Это также то, что беспокоит меня в книге Роберта Сатлоффа «Среди праведников: утерянные истории из далеких стран Холокоста в арабских землях», которая упоминается в этой статье вместе с документальной драмой. Книга описывается как «стремление найти арабского героя, чья история изменит взгляд арабов на евреев, самих себя и свою собственную историю». Это кажется довольно высокой целью. Как именно этот поиск «арабского героя» изменит то, как арабы относятся к евреям и как арабы относятся к себе, если предположить, что это одинаковые взгляды, и если предположить, что это совершенно разные категории? Что это доказывает? Кому нужно это доказательство, чтобы подтвердить что?

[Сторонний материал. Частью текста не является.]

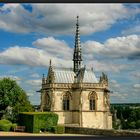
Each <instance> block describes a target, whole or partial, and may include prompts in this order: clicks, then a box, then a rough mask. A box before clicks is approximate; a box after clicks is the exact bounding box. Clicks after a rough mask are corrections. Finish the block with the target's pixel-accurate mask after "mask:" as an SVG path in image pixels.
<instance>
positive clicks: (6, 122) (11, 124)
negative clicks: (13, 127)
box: [0, 119, 12, 131]
mask: <svg viewBox="0 0 140 140" xmlns="http://www.w3.org/2000/svg"><path fill="white" fill-rule="evenodd" d="M11 127H12V123H11V122H10V121H9V120H5V119H2V120H0V131H10V129H11Z"/></svg>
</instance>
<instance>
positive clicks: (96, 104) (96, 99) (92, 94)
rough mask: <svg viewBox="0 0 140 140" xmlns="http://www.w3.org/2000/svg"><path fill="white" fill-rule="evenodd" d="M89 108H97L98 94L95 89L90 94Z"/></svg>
mask: <svg viewBox="0 0 140 140" xmlns="http://www.w3.org/2000/svg"><path fill="white" fill-rule="evenodd" d="M89 110H97V95H96V92H94V91H93V92H91V93H90V94H89Z"/></svg>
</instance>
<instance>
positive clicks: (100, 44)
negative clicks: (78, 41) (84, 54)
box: [82, 35, 140, 59]
mask: <svg viewBox="0 0 140 140" xmlns="http://www.w3.org/2000/svg"><path fill="white" fill-rule="evenodd" d="M139 44H140V36H139V35H129V36H122V37H116V38H109V39H108V40H106V41H105V42H104V43H103V44H101V43H99V42H96V41H86V42H85V43H83V47H82V49H83V52H85V55H86V56H87V55H88V54H89V55H90V57H89V59H91V58H92V59H93V57H95V54H96V56H98V55H100V57H106V58H110V57H111V58H128V59H140V45H139ZM91 56H92V57H91ZM86 58H87V59H88V57H86Z"/></svg>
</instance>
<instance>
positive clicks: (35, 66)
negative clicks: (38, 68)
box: [0, 46, 72, 67]
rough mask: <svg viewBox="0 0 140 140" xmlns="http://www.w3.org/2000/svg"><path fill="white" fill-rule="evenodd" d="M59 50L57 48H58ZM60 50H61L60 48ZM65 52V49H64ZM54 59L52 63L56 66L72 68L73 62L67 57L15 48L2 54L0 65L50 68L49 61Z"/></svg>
mask: <svg viewBox="0 0 140 140" xmlns="http://www.w3.org/2000/svg"><path fill="white" fill-rule="evenodd" d="M56 50H57V47H56ZM59 50H60V48H59ZM62 50H63V47H62ZM50 59H52V63H53V65H55V66H59V65H61V66H65V67H69V66H71V64H72V62H71V60H66V59H65V57H64V56H63V57H58V56H55V55H54V54H53V53H49V51H48V52H47V51H44V50H43V49H37V48H31V47H20V46H14V47H10V48H8V49H6V50H5V51H3V52H0V64H6V65H8V64H9V65H10V64H12V65H28V66H32V67H36V66H44V67H48V65H49V60H50Z"/></svg>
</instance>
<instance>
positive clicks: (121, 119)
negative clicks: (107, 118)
mask: <svg viewBox="0 0 140 140" xmlns="http://www.w3.org/2000/svg"><path fill="white" fill-rule="evenodd" d="M114 110H117V119H119V120H120V121H121V126H122V129H140V107H131V106H123V105H119V106H113V107H112V108H111V112H112V114H114ZM113 121H114V122H113V123H115V120H113ZM114 128H115V127H114Z"/></svg>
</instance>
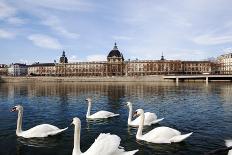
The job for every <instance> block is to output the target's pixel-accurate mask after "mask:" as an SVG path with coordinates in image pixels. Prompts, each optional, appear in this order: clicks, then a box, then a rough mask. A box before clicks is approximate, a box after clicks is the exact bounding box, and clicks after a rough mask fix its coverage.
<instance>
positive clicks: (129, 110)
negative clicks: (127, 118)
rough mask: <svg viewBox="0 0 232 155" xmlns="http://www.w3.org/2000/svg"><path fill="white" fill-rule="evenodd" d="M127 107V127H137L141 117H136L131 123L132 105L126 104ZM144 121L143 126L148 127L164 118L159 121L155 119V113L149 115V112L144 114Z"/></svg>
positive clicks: (156, 122) (132, 109)
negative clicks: (127, 114) (144, 116)
mask: <svg viewBox="0 0 232 155" xmlns="http://www.w3.org/2000/svg"><path fill="white" fill-rule="evenodd" d="M127 106H128V107H129V116H128V121H127V122H128V125H129V126H134V127H138V126H139V120H140V119H141V116H139V117H137V118H136V119H135V120H133V121H132V111H133V108H132V103H131V102H127ZM144 115H145V119H144V125H147V126H150V125H152V124H156V123H158V122H160V121H162V120H163V119H164V118H161V119H157V116H156V114H155V113H151V112H145V114H144Z"/></svg>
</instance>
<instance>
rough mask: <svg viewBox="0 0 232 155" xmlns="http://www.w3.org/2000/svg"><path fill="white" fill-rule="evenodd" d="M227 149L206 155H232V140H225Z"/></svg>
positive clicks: (220, 150)
mask: <svg viewBox="0 0 232 155" xmlns="http://www.w3.org/2000/svg"><path fill="white" fill-rule="evenodd" d="M225 144H226V146H227V147H226V148H219V149H216V150H213V151H210V152H207V153H205V154H204V155H219V154H221V155H222V154H223V155H225V154H227V155H232V140H225Z"/></svg>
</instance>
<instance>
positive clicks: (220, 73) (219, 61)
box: [217, 53, 232, 74]
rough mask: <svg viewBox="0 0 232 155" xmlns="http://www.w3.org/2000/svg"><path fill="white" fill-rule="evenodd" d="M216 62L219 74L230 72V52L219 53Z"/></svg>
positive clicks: (227, 72) (228, 73)
mask: <svg viewBox="0 0 232 155" xmlns="http://www.w3.org/2000/svg"><path fill="white" fill-rule="evenodd" d="M217 62H218V68H219V70H218V72H219V74H232V53H228V54H223V55H220V56H219V57H218V58H217Z"/></svg>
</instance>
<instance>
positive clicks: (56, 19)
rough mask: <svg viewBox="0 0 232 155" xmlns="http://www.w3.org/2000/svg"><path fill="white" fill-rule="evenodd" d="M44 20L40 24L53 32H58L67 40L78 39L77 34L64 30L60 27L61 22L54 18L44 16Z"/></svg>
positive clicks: (57, 19)
mask: <svg viewBox="0 0 232 155" xmlns="http://www.w3.org/2000/svg"><path fill="white" fill-rule="evenodd" d="M44 18H45V20H44V21H42V24H44V25H46V26H49V27H50V28H51V29H53V30H54V31H56V32H58V33H59V34H61V35H63V36H65V37H67V38H78V37H79V34H77V33H73V32H69V31H68V30H67V29H65V28H64V27H63V26H61V25H62V24H61V21H60V20H59V18H57V17H56V16H47V15H46V16H45V17H44Z"/></svg>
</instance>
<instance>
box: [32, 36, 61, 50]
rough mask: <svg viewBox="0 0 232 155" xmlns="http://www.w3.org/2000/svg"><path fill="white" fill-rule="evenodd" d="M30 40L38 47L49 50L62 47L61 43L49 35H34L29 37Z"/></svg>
mask: <svg viewBox="0 0 232 155" xmlns="http://www.w3.org/2000/svg"><path fill="white" fill-rule="evenodd" d="M28 39H29V40H31V41H32V42H33V43H34V44H35V45H36V46H39V47H43V48H49V49H61V48H62V46H61V44H60V43H59V41H58V40H57V39H55V38H52V37H50V36H48V35H43V34H33V35H30V36H28Z"/></svg>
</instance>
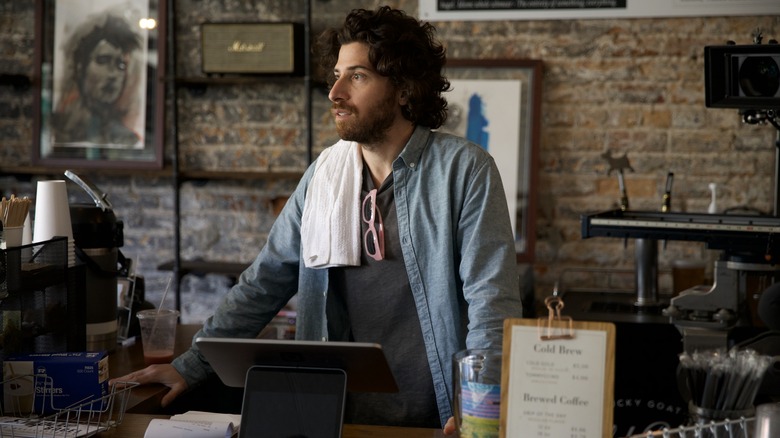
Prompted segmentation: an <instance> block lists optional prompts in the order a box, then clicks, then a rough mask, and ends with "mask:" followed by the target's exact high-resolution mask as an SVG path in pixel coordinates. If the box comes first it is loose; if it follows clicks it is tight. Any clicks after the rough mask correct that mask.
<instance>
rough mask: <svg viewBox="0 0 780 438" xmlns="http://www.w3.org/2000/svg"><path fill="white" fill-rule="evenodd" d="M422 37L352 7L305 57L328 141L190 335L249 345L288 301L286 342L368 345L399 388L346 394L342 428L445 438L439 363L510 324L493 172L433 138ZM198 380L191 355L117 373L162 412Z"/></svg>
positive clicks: (431, 72) (507, 296) (507, 300)
mask: <svg viewBox="0 0 780 438" xmlns="http://www.w3.org/2000/svg"><path fill="white" fill-rule="evenodd" d="M434 32H435V30H434V28H433V26H431V25H430V24H428V23H421V22H419V21H418V20H416V19H415V18H413V17H410V16H408V15H406V14H405V13H404V12H402V11H399V10H394V9H391V8H388V7H381V8H379V9H377V10H375V11H368V10H363V9H357V10H353V11H352V12H351V13H350V14H349V15H348V16H347V18H346V20H345V22H344V25H343V26H342V27H341V28H338V29H330V30H327V31H325V32H324V33H323V34H322V35H321V37H320V39H319V40H318V44H317V47H318V49H319V51H320V53H321V55H322V57H321V66H322V67H323V69H324V71H325V72H327V74H328V76H329V81H328V82H329V84H330V92H329V95H328V97H329V99H330V101H331V102H332V109H331V113H332V115H333V118H334V120H335V124H336V130H337V131H338V134H339V136H340V138H341V140H340V141H339V142H337V143H336V144H335V145H333V146H331V147H330V148H328V149H326V150H325V151H323V152H322V154H321V155H320V156H319V157H318V158H317V160H316V161H315V163H313V164H312V165H311V166H310V168H309V169H308V170H307V171H306V173H305V175H304V176H303V178H302V180H301V182H300V184H299V186H298V188H297V189H296V190H295V192H294V193H293V195H292V196H291V197H290V199H289V200H288V202H287V204H286V206H285V207H284V209H283V210H282V212H281V214H280V216H279V218H278V219H277V220H276V222H275V223H274V225H273V227H272V229H271V232H270V234H269V237H268V241H267V243H266V245H265V247H264V248H263V249H262V251H261V252H260V254H259V255H258V257H257V258H256V260H255V261H254V262H253V263H252V265H251V266H250V267H249V268H248V269H247V270H246V271H245V272H244V273H243V274H242V275H241V278H240V280H239V283H238V284H237V285H236V286H234V287H233V288H232V289H231V291H230V292H229V293H228V295H227V296H226V298H225V300H224V302H223V303H222V305H221V306H220V307H219V308H218V309H217V310H216V312H215V314H214V315H213V316H212V317H211V318H209V320H208V321H207V322H206V324H205V325H204V327H203V329H202V330H201V331H200V332H199V333H198V336H221V337H224V336H235V337H254V336H257V334H258V333H259V332H260V330H261V329H262V328H263V327H265V325H266V324H268V323H269V322H270V321H271V319H272V318H273V317H274V315H276V313H277V312H278V311H279V310H280V309H281V308H282V307H283V306H284V305H285V304H286V303H287V302H288V300H290V299H291V298H293V296H296V297H297V302H298V308H297V310H298V319H297V327H296V337H297V338H299V339H306V340H323V341H329V340H330V341H359V342H372V343H379V344H381V345H382V346H383V349H384V351H385V354H386V356H387V358H388V362H389V363H390V366H391V369H392V371H393V374H394V376H395V379H396V382H397V384H398V387H399V392H398V393H392V394H384V393H381V394H380V393H350V394H348V398H347V409H346V413H345V422H348V423H358V424H384V425H395V426H410V427H411V426H414V427H445V425H446V427H445V433H447V434H450V433H452V432H453V431H454V427H453V425H452V421H451V417H452V407H451V397H452V394H451V391H452V389H451V375H452V356H453V354H454V353H456V352H457V351H459V350H462V349H464V348H498V349H500V348H501V347H502V328H503V321H504V319H506V318H510V317H520V316H521V313H522V312H521V301H520V294H519V286H518V275H517V267H516V258H515V249H514V241H513V233H512V229H511V225H510V217H509V212H508V209H507V204H506V198H505V196H504V191H503V188H502V184H501V178H500V176H499V173H498V169H497V167H496V165H495V162H494V161H493V159H492V158H491V157H490V155H489V154H488V153H487V152H485V151H484V150H483V149H482V148H480V147H479V146H478V145H476V144H473V143H471V142H468V141H467V140H465V139H462V138H460V137H455V136H452V135H448V134H443V133H438V132H435V131H434V130H435V129H436V128H438V127H439V126H441V124H442V123H443V122H444V120H445V118H446V114H447V112H446V111H447V102H446V100H445V99H444V98H443V97H442V92H445V91H447V90H448V89H449V82H448V81H447V79H446V78H445V77H444V76H442V68H443V66H444V64H445V59H446V58H445V50H444V47H443V46H442V45H441V44H440V43H439V42H438V41H436V39H435V37H434ZM210 372H212V371H211V369H210V367H209V366H208V364H207V363H206V362H205V360H204V358H203V357H202V356H201V355H200V353H199V352H198V351H197V349H196V348H193V349H191V350H189V351H188V352H186V353H184V354H183V355H182V356H180V357H178V358H176V359H175V360H174V361H173V363H172V364H171V365H153V366H151V367H148V368H146V369H145V370H142V371H139V372H137V373H133V374H130V375H128V376H126V377H127V378H129V379H131V380H136V381H140V382H141V383H145V382H151V381H154V382H161V383H164V384H166V385H168V386H169V387H170V388H171V391H170V392H169V393H168V394H167V395H166V397H165V398H164V399H163V403H168V402H170V401H171V400H172V399H173V398H174V397H176V396H177V395H178V394H180V393H182V392H184V391H185V389H187V388H190V387H194V386H195V385H197V384H198V383H199V382H201V381H203V380H204V379H206V378H207V377H208V375H209V373H210Z"/></svg>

Вместо того, чтобы отправляться на поиски «арабского героя», мне кажется, имеет смысл взглянуть на это всесторонне, посмотреть на хорошее, плохое и уродливое, как это сделал Гилберт Ахкар. в своем исследовании арабов и Холокоста. Конечно, Сатлофф смотрит на не очень героических арабов на пути к поиску хороших, но вся книга направлена на то, чтобы доказать, что есть несколько арабов, которых можно причислить к «праведникам», и поэтому… что? Арабы люди? Мир возможен?

А затем описание книги продолжается: «Историю Холокоста, далеко зашедшего в арабский мир, трудно раскрыть, поскольку он скрыт песками пустыни и политикой пустыни. Пустынные пески и пустынная политика. Я просто не знаю, что с этим делать. Часть названия «Арабские земли» тоже немного от Аладдина.

Я не хочу приуменьшать это. Я думаю, что эти истории чрезвычайно важны, так же как и рассказ о Нур Инаят Хане - не в последнюю очередь как способ противостоять презренному и распространенному явлению антиеврейских настроений в странах с мусульманским большинством и мусульманских общинах. Но, может быть, мы сможем рассказать эти истории по-другому.

Должны ли мы маскировать слово «мусульманин» под обнадеживающим потоком «международного ребенка и пацифистской суфийской принцессы-шпиона под кодовым именем Мадлен»? Должны ли мы вешать на лоб Хан слово «мусульманка», категорически настаивая на том, что ее антифашистская позиция была вдохновлена и заключена исключительно в том факте, что она мусульманка?

Может быть, она просто думала, что нацисты - это плохие новости. Может быть, она была «просто» хорошим человеком.